As per claim 12 – The combination of Jegarajan and Levin teach the computerized method of claim 11. Jegarajan further teaches:
wherein the collecting of the metadata associated with the plurality of cloud resources comprises collecting metadata associated with a first cloud resource of the plurality of cloud resources (In some embodiments, the communication interface logic 214, upon execution by one or more processors, performs operations as discussed herein pertaining to querying a controller for construct metadata, receiving the requested construct metadata and receiving the network data from one or more gateways managed by the controller. In some embodiments, the received construct metadata and network data may be stored in the construct metadata database 220 and the network data database 222 (which may be separate or a combined database) – [0054]; The communication interface logic receiving construct metadata and storing it in the construct metadata database teaches the claim).

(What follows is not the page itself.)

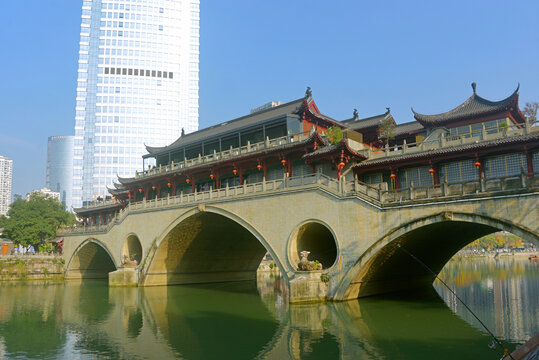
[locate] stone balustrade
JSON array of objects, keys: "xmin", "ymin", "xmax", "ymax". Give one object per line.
[{"xmin": 58, "ymin": 173, "xmax": 539, "ymax": 235}]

As per claim 14 – The combination of Jegarajan and Levin teach the computerized method of claim 11. Jegarajan further teaches:
further comprising: receiving flow log data; determining one or more cloud resources of the plurality of cloud resources associated with the flow log data; and storing the flow log data as part of the metadata for the one or more cloud resources(In some embodiments, the communication interface logic 214, upon execution by one or more processors, performs operations as discussed herein pertaining to querying a controller for construct metadata, receiving the requested construct metadata and receiving the network data from one or more gateways managed by the controller. In some embodiments, the received construct metadata and network data may be stored in the construct metadata database 220 and the network data database 222 (which may be separate or a combined database) – [0054]; By querying the controller for construct metadata and receiving network data from one or more gateways, the topology system logic may generate the exemplary visualizations described above, and those shown in the accompanying drawings, that illustrate the flow of network traffic associated with one or more tagged constructs – [0018]; receiving construct network data corresponds to “receive flow log data”, illustrating the flow of network traffic through one or more constructs using the network data corresponds to “determining one or more of the plurality of cloud resources associated with the flow log data”, and storing the network data in the network data database corresponds to “store the flow log data as part of the metadata for the one or more cloud resource”).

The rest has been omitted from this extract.